This programme shares much with the National Service Framework of 2004 but provides greater detail and places an increased emphasis on the review at two to two-and-a-half years.[4] The following are the most appropriate opportunities for screening tests and developmental surveillance, for assessing growth, for discussing social and emotional development with parents and children, and for linking children to early years services:

  • By the 12th week of pregnancy.
  • The neonatal examination.
  • The new baby review (around 14 days old).
  • The baby's 6- to 8-week examination.
  • By the time the child is one year old.
  • Between two and two-and-a-half years old.

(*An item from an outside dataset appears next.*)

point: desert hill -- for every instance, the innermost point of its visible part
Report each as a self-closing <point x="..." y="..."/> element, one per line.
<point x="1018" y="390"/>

The majority of children will be fine but others may need more support and guidance, and a small minority will need intensive preventative input. Reviews can provide an opportunity to plan a package of support using local services (such as those provided in a Sure Start children's centre) or for referral to specialist services. The Common Assessment Framework should be used where there are issues that might require support to be provided by more than one agency.

Antenatal and postnatal reviews

Antenatal screening for fetal conditions to be carried out according to National Institute for Health and Clinical Excellence (NICE) guidelines.[5] Immediate physical external inspection after birth. Newborn Screening is covered in a separate article.

Support for the family can be provided by encouraging a discussion that involves:

  • Exploring the mother's and father's feelings, attitudes and expectations in relation to the pregnancy, the birth and the growing relationship with the baby.
  • Listening to mothers and fathers carefully, encouraging them as necessary to find solutions for themselves.
  • Empowering parents to develop effective strategies that build resilience, facilitate infant development and enable them to adapt to their parenting role.
  • Enabling parents to recognise and use their own strengths and those of their informal networks, as well as formal services if appropriate.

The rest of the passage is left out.